Chromatographic studies on corticotropin

Abstract

Corticotropin concentrates were chromato-graphed on a carboxylic resin in sodium phosphate buffer. Active components were resolved. The elution volumes are reproducible on chromatography of the isolated components. Methods were used for isolating the active components from salt solutions, such as the buffers used in chromatography, which depend on the adsorption of the material on a carboxylic resin at pH 3 or on extraction of the material in phenol. The main active component was designated corticotropin A1. Other components (corticotropins A2 and A3) are present which are less retarded on the resin columns and their amount may be increased under certain conditions. Alkali converts corticotropin A1 into A2. Cortico-tropins A1 and A2 can be distinguished by ionophoresis on paper. When corticotropin A1 is treated with pepsin, inactivation does not occur, but a group of new substances, termed collectively corticotropin B1, is produced. The B1 components are separable by ionophoresis on paper.
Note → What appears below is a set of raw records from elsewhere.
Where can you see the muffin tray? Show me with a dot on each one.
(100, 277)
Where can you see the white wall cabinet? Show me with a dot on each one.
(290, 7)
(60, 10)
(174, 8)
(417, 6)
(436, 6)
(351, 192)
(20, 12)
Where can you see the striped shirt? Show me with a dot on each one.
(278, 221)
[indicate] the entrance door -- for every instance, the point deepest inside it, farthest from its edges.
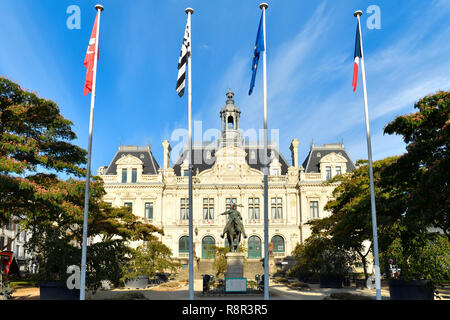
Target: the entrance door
(208, 244)
(254, 247)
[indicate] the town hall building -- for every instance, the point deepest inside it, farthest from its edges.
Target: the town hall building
(229, 172)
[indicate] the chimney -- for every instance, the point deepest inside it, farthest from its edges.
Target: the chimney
(294, 150)
(167, 149)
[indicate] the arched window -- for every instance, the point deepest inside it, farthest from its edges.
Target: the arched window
(183, 245)
(278, 244)
(254, 247)
(230, 122)
(208, 244)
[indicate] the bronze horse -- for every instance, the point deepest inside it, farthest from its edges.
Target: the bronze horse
(234, 229)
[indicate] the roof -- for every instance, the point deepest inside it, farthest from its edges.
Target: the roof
(202, 162)
(311, 163)
(144, 154)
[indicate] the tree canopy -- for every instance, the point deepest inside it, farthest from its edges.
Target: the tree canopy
(35, 147)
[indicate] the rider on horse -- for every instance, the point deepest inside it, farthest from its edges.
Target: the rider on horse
(236, 219)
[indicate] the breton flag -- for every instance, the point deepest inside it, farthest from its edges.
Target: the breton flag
(259, 47)
(89, 60)
(182, 62)
(358, 56)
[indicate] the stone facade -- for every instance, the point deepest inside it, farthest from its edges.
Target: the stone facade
(229, 172)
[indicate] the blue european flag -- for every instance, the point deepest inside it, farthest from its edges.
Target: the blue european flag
(259, 47)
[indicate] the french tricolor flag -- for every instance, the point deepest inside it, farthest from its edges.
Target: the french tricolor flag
(358, 56)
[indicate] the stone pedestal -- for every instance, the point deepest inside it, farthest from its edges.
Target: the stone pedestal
(235, 265)
(272, 266)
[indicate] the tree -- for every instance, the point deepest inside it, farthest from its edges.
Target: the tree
(350, 224)
(423, 176)
(56, 233)
(35, 138)
(148, 259)
(35, 146)
(424, 170)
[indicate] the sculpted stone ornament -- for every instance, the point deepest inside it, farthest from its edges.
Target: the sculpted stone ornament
(234, 228)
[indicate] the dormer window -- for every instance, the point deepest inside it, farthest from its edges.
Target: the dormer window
(230, 122)
(328, 171)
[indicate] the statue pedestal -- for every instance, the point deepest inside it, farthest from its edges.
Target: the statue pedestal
(235, 265)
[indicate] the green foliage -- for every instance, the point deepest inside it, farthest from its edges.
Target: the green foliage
(148, 259)
(220, 261)
(35, 145)
(423, 172)
(430, 259)
(420, 181)
(321, 255)
(34, 137)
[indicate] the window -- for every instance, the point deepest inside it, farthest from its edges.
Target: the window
(208, 209)
(183, 245)
(149, 210)
(277, 208)
(129, 205)
(228, 203)
(328, 170)
(208, 244)
(184, 209)
(278, 244)
(253, 208)
(314, 209)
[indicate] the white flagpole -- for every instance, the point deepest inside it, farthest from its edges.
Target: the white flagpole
(263, 6)
(189, 12)
(357, 14)
(99, 9)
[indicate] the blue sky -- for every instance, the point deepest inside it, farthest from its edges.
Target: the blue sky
(310, 48)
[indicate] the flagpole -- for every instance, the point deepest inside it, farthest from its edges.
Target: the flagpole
(357, 14)
(99, 9)
(263, 6)
(189, 12)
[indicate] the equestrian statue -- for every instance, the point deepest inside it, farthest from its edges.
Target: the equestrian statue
(234, 228)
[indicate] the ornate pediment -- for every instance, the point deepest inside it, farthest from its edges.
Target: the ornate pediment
(129, 160)
(333, 158)
(231, 162)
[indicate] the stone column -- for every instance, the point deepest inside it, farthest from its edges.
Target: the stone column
(294, 150)
(167, 149)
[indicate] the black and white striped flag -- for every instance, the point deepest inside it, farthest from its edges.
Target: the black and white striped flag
(182, 62)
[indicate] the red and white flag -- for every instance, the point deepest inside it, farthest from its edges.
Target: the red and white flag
(90, 58)
(358, 56)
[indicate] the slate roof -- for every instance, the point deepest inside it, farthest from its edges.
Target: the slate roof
(201, 161)
(311, 163)
(143, 153)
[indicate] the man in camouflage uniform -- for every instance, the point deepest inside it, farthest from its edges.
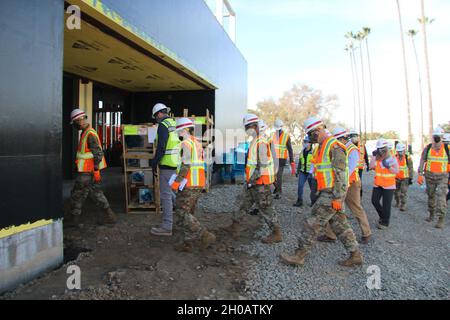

A different family (B2) is produced from corticotropin A2. Alkali converts the corticotropin B1 family into the B2 family, a change analogous to that of A1 to A2. The effects of the cation concentration and pH of the buffer and of the particles size of the resin on the chromatographic elution volumes are described. From the method of isolation it seems that corticotropin A1 is identical with the corticotropin A previously described by other workers.